What 5G is
5G is the fifth generation of mobile internet (5G). It offers:
- much faster digital download and upload speeds
- wider coverage
- more stable connections than we have now
- greater capacity, allowing thousands of devices in a small area to connect at the same time
Find out more about 5G on the Ofcom website.
The council has a vital role to play in encouraging economic development in the city. Better digital connectivity is a key part of this. It’s important as our local economy specialises in the creative, digital and IT sectors.
We’re keen to develop the most up-to-date and effective mobile and wireless technology for work premises in the city.
Our residents also expect this in their homes and on their phones.
Public health guidance
A report on the health effects of 5G was discussed by the Health and Wellbeing Board on 28 January 2020.
Public Health England (PHE) provides expert advice on public health matters relating to mobile phone technology.
We've been working with PHE to get the latest information and guidance to understand whether there are any health risks for the public.
From the evidence PHE say that the current exposure of radio waves to the general public is well within the international health-related guideline levels that the UK uses.
When adding 5G to an existing network or in a new area, exposure to radio waves is low because installing masts must follow public exposure guidelines.
These guidelines written by the International Commission on Non-Ionizing Radiation Protection (ICNIRP) have the support of:
- UK Government
- European Union
- World Health Organisation.
As such there are no consequences for public health.
Public health guidance is not something planners can consider in deciding applications, but applications for masts should include a certificate of ICNIRP compliance.
All UK mobile phone network operators must follow Public Health England guidance on 5G.
There is also no evidence that 5G causes damage to wildlife.
Applications to install 5G masts
Permission to install 5G masts
The council, as a planning authority, has to follow central government planning policy and decide each application for a new mast on its merits.
Most applications for telecommunications masts don't need planning permission when sent in for prior approval. This rule is set by government.
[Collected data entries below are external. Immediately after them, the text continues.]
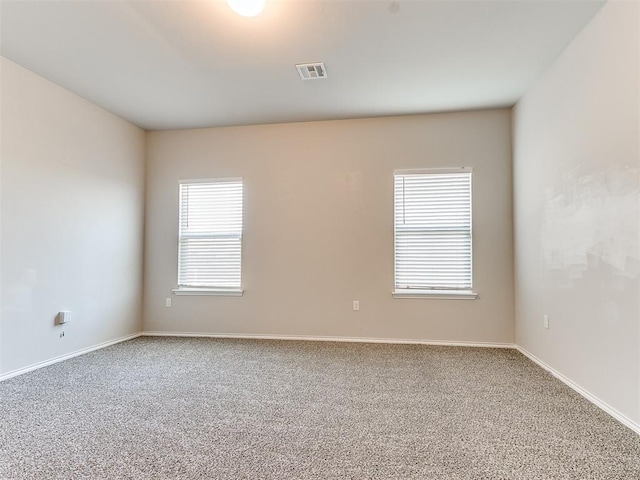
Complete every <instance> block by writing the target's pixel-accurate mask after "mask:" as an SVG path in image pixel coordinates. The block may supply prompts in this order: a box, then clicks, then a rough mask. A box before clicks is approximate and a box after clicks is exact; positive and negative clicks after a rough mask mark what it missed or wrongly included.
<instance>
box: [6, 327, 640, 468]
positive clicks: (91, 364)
mask: <svg viewBox="0 0 640 480" xmlns="http://www.w3.org/2000/svg"><path fill="white" fill-rule="evenodd" d="M0 478H2V479H7V478H8V479H66V480H68V479H74V480H75V479H156V480H158V479H283V480H287V479H446V480H457V479H469V480H471V479H473V480H479V479H536V480H540V479H594V480H607V479H615V480H624V479H633V480H637V479H638V478H640V436H638V435H636V434H635V433H633V432H632V431H631V430H629V429H627V428H626V427H624V426H622V425H621V424H619V423H617V422H616V421H615V420H613V419H612V418H611V417H609V416H608V415H607V414H606V413H604V412H602V411H600V410H599V409H598V408H596V407H594V406H593V405H591V404H590V403H589V402H587V401H586V400H584V399H582V398H581V397H579V396H578V395H577V394H576V393H574V392H573V391H571V390H570V389H569V388H567V387H566V386H564V385H563V384H562V383H560V382H559V381H557V380H556V379H554V378H553V377H552V376H550V375H549V374H547V373H546V372H545V371H543V370H542V369H540V368H539V367H537V366H536V365H534V364H533V363H531V362H530V361H529V360H527V359H526V358H525V357H523V356H522V355H521V354H519V353H518V352H516V351H513V350H498V349H480V348H456V347H432V346H418V345H380V344H351V343H321V342H292V341H265V340H257V341H251V340H214V339H197V338H139V339H135V340H132V341H129V342H125V343H122V344H118V345H115V346H113V347H109V348H106V349H103V350H99V351H96V352H93V353H90V354H87V355H84V356H81V357H77V358H74V359H71V360H68V361H66V362H63V363H59V364H56V365H53V366H50V367H47V368H43V369H40V370H37V371H34V372H31V373H28V374H25V375H22V376H19V377H15V378H13V379H10V380H7V381H5V382H2V383H0Z"/></svg>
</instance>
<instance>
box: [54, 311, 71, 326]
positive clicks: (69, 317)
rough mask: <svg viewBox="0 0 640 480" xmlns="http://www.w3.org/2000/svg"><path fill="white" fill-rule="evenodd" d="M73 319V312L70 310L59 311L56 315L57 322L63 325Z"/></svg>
mask: <svg viewBox="0 0 640 480" xmlns="http://www.w3.org/2000/svg"><path fill="white" fill-rule="evenodd" d="M70 321H71V312H70V311H69V310H63V311H61V312H58V315H57V316H56V324H58V325H62V324H63V323H67V322H70Z"/></svg>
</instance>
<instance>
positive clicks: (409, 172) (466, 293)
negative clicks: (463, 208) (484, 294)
mask: <svg viewBox="0 0 640 480" xmlns="http://www.w3.org/2000/svg"><path fill="white" fill-rule="evenodd" d="M451 173H458V174H459V173H465V174H469V175H470V179H469V205H470V212H469V215H470V218H469V220H470V223H469V241H470V249H469V253H470V261H471V263H470V283H471V285H470V287H469V288H461V289H444V288H438V287H436V286H434V287H433V288H418V287H413V288H411V287H406V288H398V279H397V275H398V265H397V234H398V232H397V229H396V177H397V176H402V175H438V174H451ZM393 277H394V279H393V291H392V296H393V297H394V298H429V299H459V300H473V299H476V298H477V297H478V294H477V293H476V292H475V291H474V290H473V168H471V167H457V168H420V169H403V170H394V172H393Z"/></svg>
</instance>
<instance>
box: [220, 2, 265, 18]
mask: <svg viewBox="0 0 640 480" xmlns="http://www.w3.org/2000/svg"><path fill="white" fill-rule="evenodd" d="M264 2H265V0H227V5H229V6H230V7H231V10H233V11H234V12H236V13H237V14H238V15H242V16H243V17H255V16H256V15H259V14H260V13H261V12H262V10H264Z"/></svg>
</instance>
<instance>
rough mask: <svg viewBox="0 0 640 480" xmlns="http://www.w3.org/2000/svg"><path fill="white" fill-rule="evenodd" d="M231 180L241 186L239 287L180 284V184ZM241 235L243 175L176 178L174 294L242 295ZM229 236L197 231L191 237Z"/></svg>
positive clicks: (223, 233) (193, 184)
mask: <svg viewBox="0 0 640 480" xmlns="http://www.w3.org/2000/svg"><path fill="white" fill-rule="evenodd" d="M232 182H240V186H241V196H240V198H241V202H242V203H241V213H240V233H239V235H238V236H237V237H238V240H239V242H240V266H239V268H240V286H239V287H223V286H205V285H203V286H189V285H181V284H180V269H181V266H180V261H181V255H180V249H181V242H182V240H183V238H184V237H183V231H182V211H183V196H182V186H183V185H194V184H198V185H207V184H216V183H232ZM243 236H244V179H243V177H215V178H198V179H189V180H178V236H177V245H176V247H177V248H176V252H177V262H176V266H177V271H176V279H177V285H178V286H177V288H174V289H173V293H174V295H218V296H234V297H236V296H242V295H243V294H244V289H243V288H242V244H243ZM196 237H197V238H212V239H213V238H229V233H219V234H213V233H212V234H207V233H199V234H197V235H195V236H192V237H191V238H196ZM234 237H235V235H234Z"/></svg>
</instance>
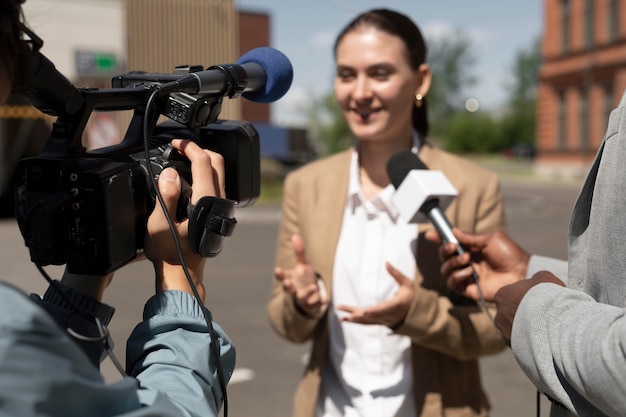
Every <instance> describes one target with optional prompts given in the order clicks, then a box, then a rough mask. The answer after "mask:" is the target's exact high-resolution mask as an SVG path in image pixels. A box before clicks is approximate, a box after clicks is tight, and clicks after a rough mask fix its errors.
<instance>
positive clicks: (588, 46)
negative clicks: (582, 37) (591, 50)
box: [585, 0, 595, 49]
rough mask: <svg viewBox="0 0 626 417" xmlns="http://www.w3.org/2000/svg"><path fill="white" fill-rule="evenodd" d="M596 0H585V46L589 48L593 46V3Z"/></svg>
mask: <svg viewBox="0 0 626 417" xmlns="http://www.w3.org/2000/svg"><path fill="white" fill-rule="evenodd" d="M594 1H595V0H587V1H586V2H585V46H586V47H587V48H588V49H589V48H591V47H593V38H594V34H593V29H594V25H593V21H594V18H595V16H594V13H593V9H594V7H593V5H594Z"/></svg>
This means council planners can only look at the siting and appearance of a mast when considering their decision.
They will also only consider any comments from residents that relate to these specific things.
What prior approval is
Prior approval means that a developer has to seek approval from the local planning authority (the council) that particular parts of the development are acceptable before work can begin.
This applies to the installation, alteration or replacement of any electronic communications equipment (including upgrades to existing masts).
The kinds of things that we can consider under siting include:
- the height in relation to surrounding land
- whether it is in a National Park or Conservation Area
- the structures or buildings
- how close it is to residential property
The sort of things we can consider under appearance include:
More information about prior approval is available on the gov.uk website.
Making decisions within the time limit
If the council does not decide the application within 56 days from receiving it, the application is accepted straight away and the build of the mast can go ahead.
This tight timescale means it isn't possible for the planning committee to consider these applications.
So that approval isn’t given straight away by mistake, which is what the law says must happen if a deadline is missed, the head of planning and council planning officers deal with these decisions.
When masts need planning permission
Masts will need planning permission if they are:
- over 25 metres in height from ground level
- over 15 metres in height on a building
In most instances 5G technology allows for shorter and smaller masts that can be incorporated into existing street furniture (such as lamp posts). 5G masts are therefore more likely not to need full planning permission.
Where to find applications
Service update on Planning Application for 5G Mast at Park Lodge, Hove
During processing, it has come to light that the applicant did not issue prior notification letters to the leaseholders in the flats before applying. There is ongoing debate with the planning agent on this technical planning law matter, which needs to be clarified and resolved. The council has therefore decided to make the application invalid. This means that we will not be able to determine the application by the 16 August.
By making it invalid, the record will be removed from the public part of the planning register, along with all of the comments received by members of the public. This information will not be deleted and will be re-published when the technical issue is resolved, along with a new determination date.